Oppressive Girl Toys: A Short Analysis of the Discourse (Originally published May, 2011)

I spend a lot of time talking about girls’ toys. I’ve had quite a bit to say about the princesses as role models, toys that involve chores, and toys that seem to be preparing little girls for a life of childrearing and servitude. I’m far from the only one talking about these things. It’s very 101. Today, I thought I’d address the nature of the rebuttals I get on the subject.

Most of the people who want to tell me that I’m wrong about these things being oppressive are moms. Actually, so far, all of them have been moms. Sometimes they want to tell me that they don’t buy dolls/kitchens or they ask their relatives not to buy dolls/kitchens unless and until they ask for them, which they inevitably do. Most commonly, I hear that their boys play with them too. Therefore, it’s okay! Whatever the rebuttal, they’re all moms. I just thought my audience was 100% moms, but as the testosterone rich comments on my Kansas paternity bill post proved, that’s far from the case. So why is it only moms who want to defend the Oppressive Girl Toys? I think the answer is twofold.

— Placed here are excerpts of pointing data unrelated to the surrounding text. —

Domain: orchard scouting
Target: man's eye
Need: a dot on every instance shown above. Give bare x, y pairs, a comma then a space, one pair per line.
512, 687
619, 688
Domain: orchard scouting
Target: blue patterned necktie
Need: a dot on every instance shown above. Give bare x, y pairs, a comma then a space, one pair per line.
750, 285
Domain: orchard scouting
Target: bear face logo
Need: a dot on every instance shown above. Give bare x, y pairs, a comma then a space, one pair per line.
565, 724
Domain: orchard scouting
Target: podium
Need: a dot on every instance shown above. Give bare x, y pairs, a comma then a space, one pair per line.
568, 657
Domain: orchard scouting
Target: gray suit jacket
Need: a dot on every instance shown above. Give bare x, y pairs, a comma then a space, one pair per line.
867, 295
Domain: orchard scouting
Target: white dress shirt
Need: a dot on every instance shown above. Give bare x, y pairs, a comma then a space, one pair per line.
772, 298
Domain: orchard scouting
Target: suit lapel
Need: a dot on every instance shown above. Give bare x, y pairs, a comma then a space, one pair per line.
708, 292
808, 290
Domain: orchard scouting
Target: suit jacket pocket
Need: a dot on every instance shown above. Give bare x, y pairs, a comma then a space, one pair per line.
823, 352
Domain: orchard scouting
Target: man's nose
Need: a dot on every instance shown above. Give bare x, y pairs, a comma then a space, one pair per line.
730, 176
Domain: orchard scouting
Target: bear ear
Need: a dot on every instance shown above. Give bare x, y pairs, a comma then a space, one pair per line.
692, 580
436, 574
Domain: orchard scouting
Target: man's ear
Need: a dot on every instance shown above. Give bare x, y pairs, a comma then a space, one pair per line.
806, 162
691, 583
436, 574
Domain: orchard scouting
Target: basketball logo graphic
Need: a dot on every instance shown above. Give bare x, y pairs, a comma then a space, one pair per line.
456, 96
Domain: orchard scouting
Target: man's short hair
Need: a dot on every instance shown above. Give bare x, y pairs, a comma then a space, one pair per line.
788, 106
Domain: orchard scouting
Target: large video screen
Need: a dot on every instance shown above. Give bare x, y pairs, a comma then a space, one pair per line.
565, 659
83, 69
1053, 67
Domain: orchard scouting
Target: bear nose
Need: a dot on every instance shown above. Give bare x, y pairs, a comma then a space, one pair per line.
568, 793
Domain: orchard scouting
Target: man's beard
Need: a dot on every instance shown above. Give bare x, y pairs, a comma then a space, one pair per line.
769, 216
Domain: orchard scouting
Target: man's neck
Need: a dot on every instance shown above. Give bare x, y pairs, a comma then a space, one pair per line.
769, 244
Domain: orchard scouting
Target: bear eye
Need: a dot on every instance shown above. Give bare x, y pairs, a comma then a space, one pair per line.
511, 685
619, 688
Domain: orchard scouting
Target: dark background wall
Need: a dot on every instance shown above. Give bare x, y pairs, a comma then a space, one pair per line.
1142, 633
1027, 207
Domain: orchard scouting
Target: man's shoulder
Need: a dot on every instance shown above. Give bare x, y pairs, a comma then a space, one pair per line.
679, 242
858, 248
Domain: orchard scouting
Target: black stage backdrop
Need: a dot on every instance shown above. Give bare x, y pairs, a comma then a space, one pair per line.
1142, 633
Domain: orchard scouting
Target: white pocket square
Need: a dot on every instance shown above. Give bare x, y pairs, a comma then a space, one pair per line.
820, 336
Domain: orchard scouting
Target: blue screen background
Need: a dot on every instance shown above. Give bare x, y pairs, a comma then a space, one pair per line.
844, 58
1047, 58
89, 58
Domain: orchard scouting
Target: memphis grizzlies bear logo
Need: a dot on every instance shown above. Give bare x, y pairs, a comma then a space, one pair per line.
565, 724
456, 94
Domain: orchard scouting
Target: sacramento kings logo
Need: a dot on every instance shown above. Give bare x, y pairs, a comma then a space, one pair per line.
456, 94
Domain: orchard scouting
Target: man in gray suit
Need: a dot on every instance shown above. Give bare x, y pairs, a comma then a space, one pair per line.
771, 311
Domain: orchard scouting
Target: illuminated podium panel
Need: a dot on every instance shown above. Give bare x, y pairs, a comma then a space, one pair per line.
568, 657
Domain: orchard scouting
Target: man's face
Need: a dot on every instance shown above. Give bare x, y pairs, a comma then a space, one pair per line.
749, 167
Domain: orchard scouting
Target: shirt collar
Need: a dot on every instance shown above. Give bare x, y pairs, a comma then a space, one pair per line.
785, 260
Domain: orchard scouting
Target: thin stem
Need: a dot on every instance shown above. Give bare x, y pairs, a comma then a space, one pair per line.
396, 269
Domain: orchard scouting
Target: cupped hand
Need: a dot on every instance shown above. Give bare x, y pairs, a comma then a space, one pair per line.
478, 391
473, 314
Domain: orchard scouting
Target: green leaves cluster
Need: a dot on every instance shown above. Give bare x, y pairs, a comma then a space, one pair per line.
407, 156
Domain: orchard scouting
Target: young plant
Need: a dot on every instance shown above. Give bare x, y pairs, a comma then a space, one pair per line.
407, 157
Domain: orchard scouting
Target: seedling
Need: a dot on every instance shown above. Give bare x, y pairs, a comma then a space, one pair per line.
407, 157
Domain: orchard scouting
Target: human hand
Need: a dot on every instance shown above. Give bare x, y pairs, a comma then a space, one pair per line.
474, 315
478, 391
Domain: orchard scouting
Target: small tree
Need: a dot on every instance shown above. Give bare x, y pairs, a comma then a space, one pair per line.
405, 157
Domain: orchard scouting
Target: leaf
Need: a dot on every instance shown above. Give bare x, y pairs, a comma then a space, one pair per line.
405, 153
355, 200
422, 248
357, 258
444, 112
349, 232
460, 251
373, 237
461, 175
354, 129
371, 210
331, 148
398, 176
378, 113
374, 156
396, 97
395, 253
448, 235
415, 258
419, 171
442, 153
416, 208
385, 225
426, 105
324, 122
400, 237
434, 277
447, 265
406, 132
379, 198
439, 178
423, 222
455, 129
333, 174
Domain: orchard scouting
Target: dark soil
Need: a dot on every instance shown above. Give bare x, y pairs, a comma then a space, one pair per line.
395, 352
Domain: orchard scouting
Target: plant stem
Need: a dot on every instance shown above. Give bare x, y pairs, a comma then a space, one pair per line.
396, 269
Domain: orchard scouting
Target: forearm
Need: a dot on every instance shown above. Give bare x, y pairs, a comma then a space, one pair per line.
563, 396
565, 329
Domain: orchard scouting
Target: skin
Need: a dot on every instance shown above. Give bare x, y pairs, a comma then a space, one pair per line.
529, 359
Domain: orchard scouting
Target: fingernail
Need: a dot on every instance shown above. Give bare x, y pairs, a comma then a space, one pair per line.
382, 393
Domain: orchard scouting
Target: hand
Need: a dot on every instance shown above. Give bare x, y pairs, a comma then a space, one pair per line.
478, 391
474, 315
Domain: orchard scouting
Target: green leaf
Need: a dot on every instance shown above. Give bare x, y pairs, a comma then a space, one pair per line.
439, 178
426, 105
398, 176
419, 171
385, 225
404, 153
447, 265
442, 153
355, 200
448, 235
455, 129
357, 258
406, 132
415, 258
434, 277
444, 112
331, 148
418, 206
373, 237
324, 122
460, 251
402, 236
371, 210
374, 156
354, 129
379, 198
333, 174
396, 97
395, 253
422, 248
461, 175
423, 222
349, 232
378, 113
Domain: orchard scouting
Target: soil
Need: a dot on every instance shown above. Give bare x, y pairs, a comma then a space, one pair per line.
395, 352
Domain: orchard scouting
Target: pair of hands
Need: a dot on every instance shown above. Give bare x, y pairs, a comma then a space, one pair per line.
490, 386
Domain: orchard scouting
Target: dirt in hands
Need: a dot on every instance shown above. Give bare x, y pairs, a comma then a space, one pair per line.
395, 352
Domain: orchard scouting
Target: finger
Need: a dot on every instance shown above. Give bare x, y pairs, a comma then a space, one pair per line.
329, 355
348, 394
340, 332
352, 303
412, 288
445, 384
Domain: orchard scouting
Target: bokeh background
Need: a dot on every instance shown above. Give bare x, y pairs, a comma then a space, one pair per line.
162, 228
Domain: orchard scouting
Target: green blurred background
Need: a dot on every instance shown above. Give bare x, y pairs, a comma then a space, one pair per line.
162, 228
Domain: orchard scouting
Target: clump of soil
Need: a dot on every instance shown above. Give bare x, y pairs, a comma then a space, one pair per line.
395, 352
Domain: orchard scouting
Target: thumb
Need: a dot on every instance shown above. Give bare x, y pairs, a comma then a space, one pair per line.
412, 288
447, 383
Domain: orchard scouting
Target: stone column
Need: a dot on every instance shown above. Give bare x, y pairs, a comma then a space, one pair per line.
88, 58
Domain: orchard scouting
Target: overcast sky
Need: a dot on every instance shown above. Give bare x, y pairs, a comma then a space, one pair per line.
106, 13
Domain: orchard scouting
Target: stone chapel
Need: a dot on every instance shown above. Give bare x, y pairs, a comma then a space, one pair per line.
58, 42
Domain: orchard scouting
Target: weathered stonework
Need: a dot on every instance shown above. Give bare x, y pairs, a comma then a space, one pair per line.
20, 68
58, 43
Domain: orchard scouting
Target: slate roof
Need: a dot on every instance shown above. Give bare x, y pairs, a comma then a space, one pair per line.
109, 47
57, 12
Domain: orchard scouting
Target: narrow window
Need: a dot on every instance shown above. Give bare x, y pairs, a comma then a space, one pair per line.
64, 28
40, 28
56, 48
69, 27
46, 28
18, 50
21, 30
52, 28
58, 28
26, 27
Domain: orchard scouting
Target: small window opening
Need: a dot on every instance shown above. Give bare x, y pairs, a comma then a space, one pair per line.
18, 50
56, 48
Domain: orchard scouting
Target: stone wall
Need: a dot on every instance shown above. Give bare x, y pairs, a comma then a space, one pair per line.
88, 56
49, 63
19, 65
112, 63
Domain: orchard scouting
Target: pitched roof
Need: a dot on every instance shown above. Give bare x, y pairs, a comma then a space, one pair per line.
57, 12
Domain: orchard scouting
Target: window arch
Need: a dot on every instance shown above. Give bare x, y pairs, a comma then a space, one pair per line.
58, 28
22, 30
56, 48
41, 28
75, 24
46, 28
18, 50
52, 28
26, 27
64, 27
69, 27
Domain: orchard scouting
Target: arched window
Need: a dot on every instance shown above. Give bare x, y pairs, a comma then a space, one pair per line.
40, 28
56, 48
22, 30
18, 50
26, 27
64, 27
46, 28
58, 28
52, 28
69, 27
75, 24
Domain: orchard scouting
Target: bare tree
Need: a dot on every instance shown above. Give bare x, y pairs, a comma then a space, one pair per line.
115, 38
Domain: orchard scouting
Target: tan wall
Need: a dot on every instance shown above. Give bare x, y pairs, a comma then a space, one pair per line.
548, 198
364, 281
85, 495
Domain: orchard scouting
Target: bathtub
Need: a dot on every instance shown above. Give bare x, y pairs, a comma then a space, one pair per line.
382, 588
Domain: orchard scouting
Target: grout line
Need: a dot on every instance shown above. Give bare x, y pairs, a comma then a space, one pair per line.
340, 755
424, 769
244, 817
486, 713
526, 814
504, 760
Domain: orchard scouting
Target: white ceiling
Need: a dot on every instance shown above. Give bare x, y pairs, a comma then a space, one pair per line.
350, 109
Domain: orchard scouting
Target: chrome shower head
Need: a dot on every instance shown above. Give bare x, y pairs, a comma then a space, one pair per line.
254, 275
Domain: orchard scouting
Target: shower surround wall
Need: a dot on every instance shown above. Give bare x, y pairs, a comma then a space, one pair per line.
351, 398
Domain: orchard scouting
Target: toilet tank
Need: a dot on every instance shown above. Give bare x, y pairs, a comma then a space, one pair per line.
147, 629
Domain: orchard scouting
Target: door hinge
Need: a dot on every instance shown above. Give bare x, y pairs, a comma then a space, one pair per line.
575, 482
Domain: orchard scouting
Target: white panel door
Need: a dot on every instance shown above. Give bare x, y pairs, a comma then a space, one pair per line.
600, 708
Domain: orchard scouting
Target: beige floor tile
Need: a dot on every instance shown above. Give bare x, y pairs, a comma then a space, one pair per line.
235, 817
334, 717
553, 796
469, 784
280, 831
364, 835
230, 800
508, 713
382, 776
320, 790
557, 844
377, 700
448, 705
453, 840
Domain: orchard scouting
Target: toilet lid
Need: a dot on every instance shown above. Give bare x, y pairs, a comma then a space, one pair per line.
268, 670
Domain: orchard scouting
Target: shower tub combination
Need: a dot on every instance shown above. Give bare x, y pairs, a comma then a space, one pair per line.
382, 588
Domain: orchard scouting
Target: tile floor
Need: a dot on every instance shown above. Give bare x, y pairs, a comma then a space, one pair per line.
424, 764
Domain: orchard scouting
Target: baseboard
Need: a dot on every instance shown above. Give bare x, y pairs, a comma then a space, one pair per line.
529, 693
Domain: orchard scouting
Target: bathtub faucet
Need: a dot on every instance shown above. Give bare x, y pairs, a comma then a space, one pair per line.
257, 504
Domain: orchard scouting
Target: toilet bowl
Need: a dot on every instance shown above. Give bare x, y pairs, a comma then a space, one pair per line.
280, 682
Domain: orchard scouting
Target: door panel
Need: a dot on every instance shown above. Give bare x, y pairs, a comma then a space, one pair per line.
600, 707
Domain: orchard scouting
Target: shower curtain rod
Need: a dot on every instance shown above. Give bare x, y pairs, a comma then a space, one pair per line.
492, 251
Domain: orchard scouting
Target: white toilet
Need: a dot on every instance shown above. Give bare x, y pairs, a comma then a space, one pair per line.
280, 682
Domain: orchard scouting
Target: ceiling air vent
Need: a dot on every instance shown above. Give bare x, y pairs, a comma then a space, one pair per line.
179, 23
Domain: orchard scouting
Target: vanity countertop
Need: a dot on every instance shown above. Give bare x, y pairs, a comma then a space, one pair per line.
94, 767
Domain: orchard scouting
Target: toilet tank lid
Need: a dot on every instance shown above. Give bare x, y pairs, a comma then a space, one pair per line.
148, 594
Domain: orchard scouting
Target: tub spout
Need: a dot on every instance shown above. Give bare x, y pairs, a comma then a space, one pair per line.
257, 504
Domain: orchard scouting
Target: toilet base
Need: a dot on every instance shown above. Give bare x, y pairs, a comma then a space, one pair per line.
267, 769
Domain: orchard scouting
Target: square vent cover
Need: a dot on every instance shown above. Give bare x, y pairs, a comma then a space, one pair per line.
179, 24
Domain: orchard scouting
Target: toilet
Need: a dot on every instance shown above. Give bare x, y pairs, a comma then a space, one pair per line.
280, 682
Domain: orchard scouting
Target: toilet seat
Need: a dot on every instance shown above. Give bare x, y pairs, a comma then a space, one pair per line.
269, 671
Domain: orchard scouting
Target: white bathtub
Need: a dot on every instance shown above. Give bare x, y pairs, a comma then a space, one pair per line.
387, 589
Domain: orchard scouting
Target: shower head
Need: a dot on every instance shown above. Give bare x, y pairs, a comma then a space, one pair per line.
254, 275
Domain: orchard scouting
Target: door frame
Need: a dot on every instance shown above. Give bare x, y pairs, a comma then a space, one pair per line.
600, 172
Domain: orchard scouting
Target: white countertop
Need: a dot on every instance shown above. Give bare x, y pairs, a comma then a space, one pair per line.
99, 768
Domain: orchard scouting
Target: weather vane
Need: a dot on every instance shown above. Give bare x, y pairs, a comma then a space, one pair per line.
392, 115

First, moms are the only ones who think I’m talking to them. Men haven’t been taught that it is their responsibility to monitor every purchase in the household for total educational value, not to mention political correctness, environmentalism, and overall potential impact on psychological health. Men don’t get together in groups on a regular basis and shake their fingers at each other in debates about their diapers’ biodegradability. They don’t label each other lazy or tell each other they’re giving their kids diabetes when formula or McDonald’s enters the house. They don’t critique each other’s children’s car seats and rate each other by probability that their child will die in that thing. Of course I’m not just talking to moms (today I am but not usually) but I might as well be talking about tampons and diva cups for all the fathers think this applies to them. I don’t care if the father of your children changes exactly 50% of the diapers and wakes up for exactly 50% of the night wakings and gets the children dressed exactly 50% of the time and does exactly 50% of the chores. The simple fact is that he has not internalized even 10% of the responsibility for the outcome of your childrearing venture. This is probably half because his childhood was not spent carrying baby dolls around and trying to one-up his friends on fake parenting and half because everybody in the free world claps a guy on the back just for knowing his children’s birthdays. But I digress.
Second, I get the sense that there’s a bit of defensiveness involved here, as in denial “I played with these things as a kid and I am not oppressed!” and anger “I am not oppressing my daughter! I can’t screen fucking everything for good gender politics!” Well, you’re right, you can’t screen everything for good gender politics, nor should you. Constantly limiting your daughters’ toy selection to politically uncontaminated playthings would take more time than you have, socially cripple your daughter, and probably piss her right off in the process. Like the stigma surrounding formula feeding, this sort of too-high expectation that women and society place on mothers leads to a lot of transparent excuses: the fiction (“I never buy gendered toys”), the fantasy (“my boys play with them equally!”), and the outright false (“these toys do not have a psychological impact on my children”). They’re meaningless excuses and you shouldn’t have to make them. You didn’t start this and you won’t be able to end it single-handedly. As a parent, it’s your job to take care of the kids and raise them as well as you can, not to create a perfect soldier for the impending gender revolution. You haven’t thwarted the feminist movement if your daughter has a Rose Petal Cottage. You don’t have that power. In fact you could go to extremes and refuse to tell anyone your child’s gender and you still won’t gain the power to solve gender inequality. It’s okay. Really.
So, moms, what should you do for your daughters? I don’t know. Maybe there isn’t a lot you can do. Work on liberating yourself instead. She might be the future but you are the present. You exist here and now. You’re the one living with the results of your upbringing. You’re the one who feels like the whole world is attacking you whenever something about children’s toys or nutrition is discussed. You’re the one who has to fight for your children’s father to stop offering formula when you’re crying because your baby wants to breastfeed every fifteen minutes. You’re the one arguing with me on the internet cause I said girls play chores and referenced a toy you bought for your daughter while the father of your children is… well, I don’t know what he’s doing. Not arguing with me, anyway, unless I’ve recently mentioned paternity tests. We talk about these things because it’s important to understand the roots of our problems, not because it’s important for women to be perfect moms. That’s not empowerment, it’s another set of shackles. So: free yourself. You know whatever you have, your daughter will want more.